それから部屋へと入った3人はそれぞれ荷物を置くと長旅で疲れた身体をほぐすかのように捻る。

 

「なんでオッケーしたんだよ。3人別々のベッドの方がいいだろ…?」

 

すると

 

「何を仰っているのですか?」

 

「ひぐ!?」

突然 背後からインナー姿となったミノトの手が巻きつき自身の身体が抱き上げられると共にベッドに引き込まれた。

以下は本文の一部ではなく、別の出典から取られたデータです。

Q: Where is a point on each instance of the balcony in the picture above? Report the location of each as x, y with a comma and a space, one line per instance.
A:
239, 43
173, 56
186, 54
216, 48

それに続くようにヒノエも受付嬢のコーデを脱いでいった。

 

「私達は夫婦なんですから一緒のベッドで寝て当たり前じゃないですか♪」

 

そう言いながらインナー姿となったヒノエも同じベッドへと倒れ込んでくる。彼女達の着用するインナーは女性が扱う者と同じであり凹凸のある魅力的な身体が強調されていた。

 

「それと…」

 

するとヒノエの顔が少し暗くなり、ゲンジの両頬を両手で挟み込む。

 

「先程からお顔が暗いですよ?あくまで目的はモンスターの狩猟。気をしっかり持って頂かないと命に関わる事ですから」

 

本気で心配しているのかヒノエは悲しそうな表情を浮かべながらゲンジの身体に更に身を寄せた。確かにゲンジは少しながら気分が落ち着かない上に今朝方ナルハタタヒメの討伐から帰還しており夜通し起きていたのだ。ここでしっかりと休まなければ悪影響が出てしまい依頼に支障が起きてしまうだろう。

 

「それと一緒のベッドで寝るのに何の関係が…」

 

「ゲンジの恐怖心と疲れをほぐしてあげようと思いまして♪」

 

その言葉と共にヒノエの手がゲンジの身体を抱き締めミノトと共に包み込んだ。

 

「……」

 

「何もしませんから。安心してちゃんと休んでください」

 

「…分かった…」

ミノトの言葉に頷くとゲンジの溜まり切っていた疲労が現れ始めゆっくりと目を閉じていく。

 

閉じていく中 ヒノエの子守唄が聞こえてきた。

 

____ね〜んね〜ん ころ〜り〜よ〜

 

その透き通るような優しい声が奏でる歌が聞こえてくると共に身体を優しくトントンと叩かれ、心の中に渦巻いていた恐怖心を打ち消していった。そしてヒノエの子守唄によってゲンジだけでなくミノトも段々と目を閉じていく。

 

「ぼうやは良い子〜」

 

「ガキ…扱い…す…る…」

 

すると 最後まで言い終える事なくゲンジの目はゆっくりと閉じられ子守唄と共に夢の世界へと誘われていった。

 

それに続くかのようにミノトも目を瞑るとヒノエは子守唄を止めて眠りについた。